Dave’s Wear House Offers Rock-Bottom Prices

Dave Ortiz is a retailer reborn.

The former BMXer and Lower East Side mainstay made his mark in the footwear world with Dave’s Quality Meat, the skate-and-sneaker shop he founded in 2003 that became known for stocking the latest and most exclusive kicks in town. But after parting ways with the team at his old store (now doing business as DQM), Ortiz has a new mission at Dave’s Wear House, the 1,400-sq.-ft. shop he opened in New York’s Chinatown in July.

“It’s a totally different direction from DQM,” Ortiz said of his new store, located at 123 Baxter St. “It’s about the masses. It’s not about the cool kid.”

Along with partners Kevin Carney of Shut Skateboards and lawyer Victor Salerno, Ortiz has created a space where a stripped-down collection of BMX and skateboarding basics — shoes, decks, T-shirts, sweaters and accessories — sells at rock-bottom prices.

“My theory is there’s more money in volume — and nobody really has money,” Ortiz said.

Merchandise is displayed on racks, shelves and tables, most of which Ortiz and his partners built themselves. The warehouse aesthetic extends to the displays: The product is all conspicuously tagged with prices, and the arrangement is simple. A cushion on the lower level of the shelf nearest to the cashier area is reserved for Ortiz’s constant companion, Squishy, a 10-year-old pug.

Shoes, hoodies, jackets and military-surplus bags dominate the floor.
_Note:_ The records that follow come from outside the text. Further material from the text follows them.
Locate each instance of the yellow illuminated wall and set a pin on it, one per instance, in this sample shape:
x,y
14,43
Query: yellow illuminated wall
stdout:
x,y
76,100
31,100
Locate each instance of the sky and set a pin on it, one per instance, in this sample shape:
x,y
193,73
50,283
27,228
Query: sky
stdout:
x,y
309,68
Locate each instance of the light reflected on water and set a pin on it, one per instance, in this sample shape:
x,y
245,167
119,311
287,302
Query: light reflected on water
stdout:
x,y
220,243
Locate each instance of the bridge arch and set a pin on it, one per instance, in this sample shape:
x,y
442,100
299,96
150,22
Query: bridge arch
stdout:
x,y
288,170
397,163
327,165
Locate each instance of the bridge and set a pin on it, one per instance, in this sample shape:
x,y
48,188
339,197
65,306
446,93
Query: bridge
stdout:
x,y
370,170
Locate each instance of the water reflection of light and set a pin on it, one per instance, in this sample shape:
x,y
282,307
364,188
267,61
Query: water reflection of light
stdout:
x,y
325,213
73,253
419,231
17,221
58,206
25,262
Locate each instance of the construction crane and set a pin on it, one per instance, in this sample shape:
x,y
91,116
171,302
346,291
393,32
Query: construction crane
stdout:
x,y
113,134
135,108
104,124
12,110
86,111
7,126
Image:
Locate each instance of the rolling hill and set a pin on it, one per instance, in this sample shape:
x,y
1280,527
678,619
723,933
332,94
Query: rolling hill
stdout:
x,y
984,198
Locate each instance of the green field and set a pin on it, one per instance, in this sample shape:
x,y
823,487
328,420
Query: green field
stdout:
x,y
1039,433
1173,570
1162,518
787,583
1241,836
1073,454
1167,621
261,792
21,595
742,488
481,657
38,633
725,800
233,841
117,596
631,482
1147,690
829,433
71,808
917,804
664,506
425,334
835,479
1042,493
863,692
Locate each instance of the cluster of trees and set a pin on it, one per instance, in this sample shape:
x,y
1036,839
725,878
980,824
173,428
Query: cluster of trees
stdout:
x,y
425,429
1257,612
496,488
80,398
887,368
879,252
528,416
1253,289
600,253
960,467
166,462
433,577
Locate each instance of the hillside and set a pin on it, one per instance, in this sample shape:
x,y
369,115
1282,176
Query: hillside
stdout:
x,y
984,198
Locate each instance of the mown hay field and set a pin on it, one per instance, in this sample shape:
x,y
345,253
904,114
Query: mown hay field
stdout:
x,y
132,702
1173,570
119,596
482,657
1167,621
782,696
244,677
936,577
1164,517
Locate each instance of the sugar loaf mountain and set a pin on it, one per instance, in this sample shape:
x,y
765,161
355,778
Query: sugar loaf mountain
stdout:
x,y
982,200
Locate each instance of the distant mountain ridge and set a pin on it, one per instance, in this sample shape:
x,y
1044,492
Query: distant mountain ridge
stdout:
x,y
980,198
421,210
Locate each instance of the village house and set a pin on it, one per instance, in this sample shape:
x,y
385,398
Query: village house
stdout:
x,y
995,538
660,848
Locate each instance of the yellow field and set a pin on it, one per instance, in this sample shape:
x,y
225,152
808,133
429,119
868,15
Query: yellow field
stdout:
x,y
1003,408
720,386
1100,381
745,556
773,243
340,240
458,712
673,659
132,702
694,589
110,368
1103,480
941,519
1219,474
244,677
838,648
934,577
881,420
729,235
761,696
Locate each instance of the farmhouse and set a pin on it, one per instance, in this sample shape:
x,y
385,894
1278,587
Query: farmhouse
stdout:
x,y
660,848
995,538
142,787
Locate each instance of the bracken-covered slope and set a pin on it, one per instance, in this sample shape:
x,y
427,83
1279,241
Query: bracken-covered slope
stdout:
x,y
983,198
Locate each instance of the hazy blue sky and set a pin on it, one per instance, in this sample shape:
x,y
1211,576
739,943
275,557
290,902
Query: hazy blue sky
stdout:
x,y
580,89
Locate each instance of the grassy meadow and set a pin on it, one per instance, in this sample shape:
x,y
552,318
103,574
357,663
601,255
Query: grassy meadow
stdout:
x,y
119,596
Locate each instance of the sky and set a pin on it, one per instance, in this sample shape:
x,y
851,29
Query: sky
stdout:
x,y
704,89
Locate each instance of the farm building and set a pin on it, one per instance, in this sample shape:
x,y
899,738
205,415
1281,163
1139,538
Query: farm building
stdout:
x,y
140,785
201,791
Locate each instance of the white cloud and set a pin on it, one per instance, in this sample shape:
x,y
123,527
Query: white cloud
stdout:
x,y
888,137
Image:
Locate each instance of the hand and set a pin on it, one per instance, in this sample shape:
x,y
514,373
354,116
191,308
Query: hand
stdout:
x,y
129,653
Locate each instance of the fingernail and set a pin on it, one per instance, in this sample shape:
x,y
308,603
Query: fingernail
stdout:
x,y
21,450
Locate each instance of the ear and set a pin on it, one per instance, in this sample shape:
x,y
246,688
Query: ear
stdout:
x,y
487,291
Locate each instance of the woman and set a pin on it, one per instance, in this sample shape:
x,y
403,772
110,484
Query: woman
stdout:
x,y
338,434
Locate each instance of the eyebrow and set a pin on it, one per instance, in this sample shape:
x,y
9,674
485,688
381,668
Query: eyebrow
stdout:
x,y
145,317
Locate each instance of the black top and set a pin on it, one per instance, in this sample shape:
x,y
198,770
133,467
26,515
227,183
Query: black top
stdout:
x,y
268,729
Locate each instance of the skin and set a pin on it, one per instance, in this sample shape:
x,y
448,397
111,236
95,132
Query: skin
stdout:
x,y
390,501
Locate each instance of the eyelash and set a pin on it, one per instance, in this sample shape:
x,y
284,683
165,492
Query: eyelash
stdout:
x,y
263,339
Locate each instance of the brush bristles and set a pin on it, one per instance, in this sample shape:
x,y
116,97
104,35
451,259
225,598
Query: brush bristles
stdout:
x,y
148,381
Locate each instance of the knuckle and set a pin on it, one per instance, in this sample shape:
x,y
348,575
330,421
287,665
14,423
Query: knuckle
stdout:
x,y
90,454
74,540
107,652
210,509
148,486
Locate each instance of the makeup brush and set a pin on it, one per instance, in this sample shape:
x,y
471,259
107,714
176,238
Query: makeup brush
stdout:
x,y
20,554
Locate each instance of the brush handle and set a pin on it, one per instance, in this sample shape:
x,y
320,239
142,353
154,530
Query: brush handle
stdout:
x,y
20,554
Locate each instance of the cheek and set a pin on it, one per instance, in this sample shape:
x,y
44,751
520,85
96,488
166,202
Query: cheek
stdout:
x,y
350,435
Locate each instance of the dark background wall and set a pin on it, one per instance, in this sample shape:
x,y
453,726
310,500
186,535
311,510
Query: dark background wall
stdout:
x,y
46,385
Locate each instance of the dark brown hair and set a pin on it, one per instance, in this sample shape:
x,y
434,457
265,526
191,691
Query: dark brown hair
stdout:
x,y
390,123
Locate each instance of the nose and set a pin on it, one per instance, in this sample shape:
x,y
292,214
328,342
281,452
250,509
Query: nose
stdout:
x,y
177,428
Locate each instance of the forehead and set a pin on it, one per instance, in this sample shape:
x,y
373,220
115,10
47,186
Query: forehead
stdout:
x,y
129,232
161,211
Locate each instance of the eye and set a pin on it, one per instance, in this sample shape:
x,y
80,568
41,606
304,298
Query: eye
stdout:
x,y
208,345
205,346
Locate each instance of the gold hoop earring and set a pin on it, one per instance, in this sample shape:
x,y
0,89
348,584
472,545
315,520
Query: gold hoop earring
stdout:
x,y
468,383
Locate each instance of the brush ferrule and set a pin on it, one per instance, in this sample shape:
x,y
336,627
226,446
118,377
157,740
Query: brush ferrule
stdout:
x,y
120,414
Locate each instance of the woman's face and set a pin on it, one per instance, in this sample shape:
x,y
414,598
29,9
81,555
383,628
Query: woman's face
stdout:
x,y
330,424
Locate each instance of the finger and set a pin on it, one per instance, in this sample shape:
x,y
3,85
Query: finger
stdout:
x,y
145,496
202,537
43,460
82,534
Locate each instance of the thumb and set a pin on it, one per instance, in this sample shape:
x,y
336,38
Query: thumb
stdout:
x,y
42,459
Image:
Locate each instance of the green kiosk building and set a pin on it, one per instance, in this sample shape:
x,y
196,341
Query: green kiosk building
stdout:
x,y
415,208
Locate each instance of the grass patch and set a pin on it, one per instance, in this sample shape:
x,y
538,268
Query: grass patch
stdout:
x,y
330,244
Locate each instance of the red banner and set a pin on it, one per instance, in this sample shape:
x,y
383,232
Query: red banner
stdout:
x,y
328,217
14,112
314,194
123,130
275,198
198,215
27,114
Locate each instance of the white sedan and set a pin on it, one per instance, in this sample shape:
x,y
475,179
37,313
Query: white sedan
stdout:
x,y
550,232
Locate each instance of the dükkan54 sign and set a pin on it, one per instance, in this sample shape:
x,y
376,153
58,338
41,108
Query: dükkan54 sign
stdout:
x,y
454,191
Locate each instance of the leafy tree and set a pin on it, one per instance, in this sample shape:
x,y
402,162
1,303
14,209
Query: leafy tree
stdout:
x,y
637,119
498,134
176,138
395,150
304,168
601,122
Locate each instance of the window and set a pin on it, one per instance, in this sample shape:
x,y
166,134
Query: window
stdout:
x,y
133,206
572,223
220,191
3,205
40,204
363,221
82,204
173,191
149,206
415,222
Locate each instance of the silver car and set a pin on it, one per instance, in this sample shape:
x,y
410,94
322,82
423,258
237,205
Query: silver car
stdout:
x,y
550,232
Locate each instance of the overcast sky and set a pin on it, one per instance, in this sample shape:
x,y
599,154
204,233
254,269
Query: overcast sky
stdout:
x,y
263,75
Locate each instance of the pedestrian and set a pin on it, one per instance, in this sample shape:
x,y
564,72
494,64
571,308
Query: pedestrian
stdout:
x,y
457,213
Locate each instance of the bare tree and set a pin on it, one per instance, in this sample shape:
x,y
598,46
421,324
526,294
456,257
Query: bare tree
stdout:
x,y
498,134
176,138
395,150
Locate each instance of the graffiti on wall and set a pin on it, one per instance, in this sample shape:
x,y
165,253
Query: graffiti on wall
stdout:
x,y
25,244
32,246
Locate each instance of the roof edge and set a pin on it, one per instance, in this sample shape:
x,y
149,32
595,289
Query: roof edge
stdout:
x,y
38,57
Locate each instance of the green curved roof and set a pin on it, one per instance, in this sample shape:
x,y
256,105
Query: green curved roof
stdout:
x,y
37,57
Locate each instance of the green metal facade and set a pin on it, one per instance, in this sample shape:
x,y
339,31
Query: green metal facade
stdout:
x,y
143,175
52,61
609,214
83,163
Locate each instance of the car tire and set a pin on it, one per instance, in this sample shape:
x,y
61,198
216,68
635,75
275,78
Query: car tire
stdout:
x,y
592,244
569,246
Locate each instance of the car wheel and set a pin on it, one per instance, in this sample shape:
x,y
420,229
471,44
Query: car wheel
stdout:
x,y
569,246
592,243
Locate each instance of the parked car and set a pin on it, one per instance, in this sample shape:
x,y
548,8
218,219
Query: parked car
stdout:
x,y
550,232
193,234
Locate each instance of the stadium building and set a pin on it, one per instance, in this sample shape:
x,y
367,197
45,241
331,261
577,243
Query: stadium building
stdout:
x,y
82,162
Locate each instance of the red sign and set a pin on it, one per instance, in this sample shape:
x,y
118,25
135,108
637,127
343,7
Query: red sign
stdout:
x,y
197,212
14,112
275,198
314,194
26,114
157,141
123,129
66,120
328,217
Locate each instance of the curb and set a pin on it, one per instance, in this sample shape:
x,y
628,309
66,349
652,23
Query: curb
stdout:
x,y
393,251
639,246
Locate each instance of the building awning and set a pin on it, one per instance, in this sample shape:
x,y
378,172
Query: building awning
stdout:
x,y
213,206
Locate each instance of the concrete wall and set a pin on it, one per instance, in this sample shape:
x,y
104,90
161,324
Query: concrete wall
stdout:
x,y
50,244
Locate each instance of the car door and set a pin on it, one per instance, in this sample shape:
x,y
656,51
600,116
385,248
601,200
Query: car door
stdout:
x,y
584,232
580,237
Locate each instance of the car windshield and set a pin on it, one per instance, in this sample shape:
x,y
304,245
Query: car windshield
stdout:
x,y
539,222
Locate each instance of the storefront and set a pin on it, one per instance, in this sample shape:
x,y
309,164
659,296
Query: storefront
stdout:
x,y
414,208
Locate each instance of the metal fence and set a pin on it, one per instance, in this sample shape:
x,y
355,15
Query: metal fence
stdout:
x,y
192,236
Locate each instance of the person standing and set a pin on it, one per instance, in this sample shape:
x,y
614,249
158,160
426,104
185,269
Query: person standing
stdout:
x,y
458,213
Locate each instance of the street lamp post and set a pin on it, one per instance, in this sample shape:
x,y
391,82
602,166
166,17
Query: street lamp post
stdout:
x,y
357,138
Accessories and decks (signed by many of Ortiz’s prominent pro skater friends) line one wall.

The store stocks skateboard styles from Nike 6.0, DC, Etnies, Puma and Gravis, and will add Sorel boots for men and women and Converse skate styles in the next few months. The most expensive styles reach to $120, but the majority cost between $60 and $70, Ortiz said.

Ortiz also brought in ZigZag shoes, an underground favorite no-name brand of canvas-and-suede shoes that sell for $20 and $25. “I just wanted something that was [simple] and super-affordable,” he said. Footwear makes up 60 to

70 percent of sales so far, Ortiz said. Two months in, he said, the store was on pace to do $300,000 to $400,000 in sales its first year, but he’s hoping to grow that number significantly going forward.

Ortiz designed the shop’s exterior, with a big

picture window and minimal store branding to make the merchandise the focus. “I want the product to sell itself,” he said.

The idea, he said, is that the goods reel you in — and the prices hook you. “If you’re on [nearby] Canal Street, you’re looking for a deal anyhow,” he said.

Vendors said they believe in Ortiz’s vision.

“I have much respect for Dave. His track record in retail reinforces his amazing ability to spot trends and keep people wanting the product he chooses to put on his retail shelves,” said Pierre-André Senizergues, founder and CEO of Sole Technology, the Lake Forest, Calif.-based parent company of Etnies, ThirtyTwo and Emerica.

“Etnies is glad to be a part of his new store.”

“Dave is like a skateboard historian. Consumers living in and or visiting NYC will benefit from the service, knowledge and storytelling only a Dave Ortiz can offer,” said Hommy Diaz, who oversees marketing for DC Shoe’s new Nvrbrkn skateboard line, which launched at Dave’s Wear House in July. “Many may say he is crazy for opening a retail store during a volatile economy, but then again, he is ‘Crazy Dave.’ We partnered with Dave to support the grand opening because he is the perfect person to represent the Nvrbrkn spirit.”

As the shop grows, Ortiz said, he has expansion plans. Next summer, he’s toying with the idea of offering bikes to rent. Rentals, he said, would be accompanied by an audio tour recorded by him that takes the listener from the store to his favorite spots to ride — even letting them know where they can get the best dumplings.

Ortiz is also working to partner with local school boards. He’d like to work out a system for kids who do well on their report cards to get a discount at the store.

More traditionally, he’s looking online. And while the store uses Facebook as the hub for all of its online activity at the moment — because it’s free and “everyone is there” — Ortiz plans to launch e-commerce in the future, though there’s no timeframe in mind.

Future initiatives will need to follow the store’s stripped-down approach to retailing, he said: “We’re not trying to get all fancy-pants about it.”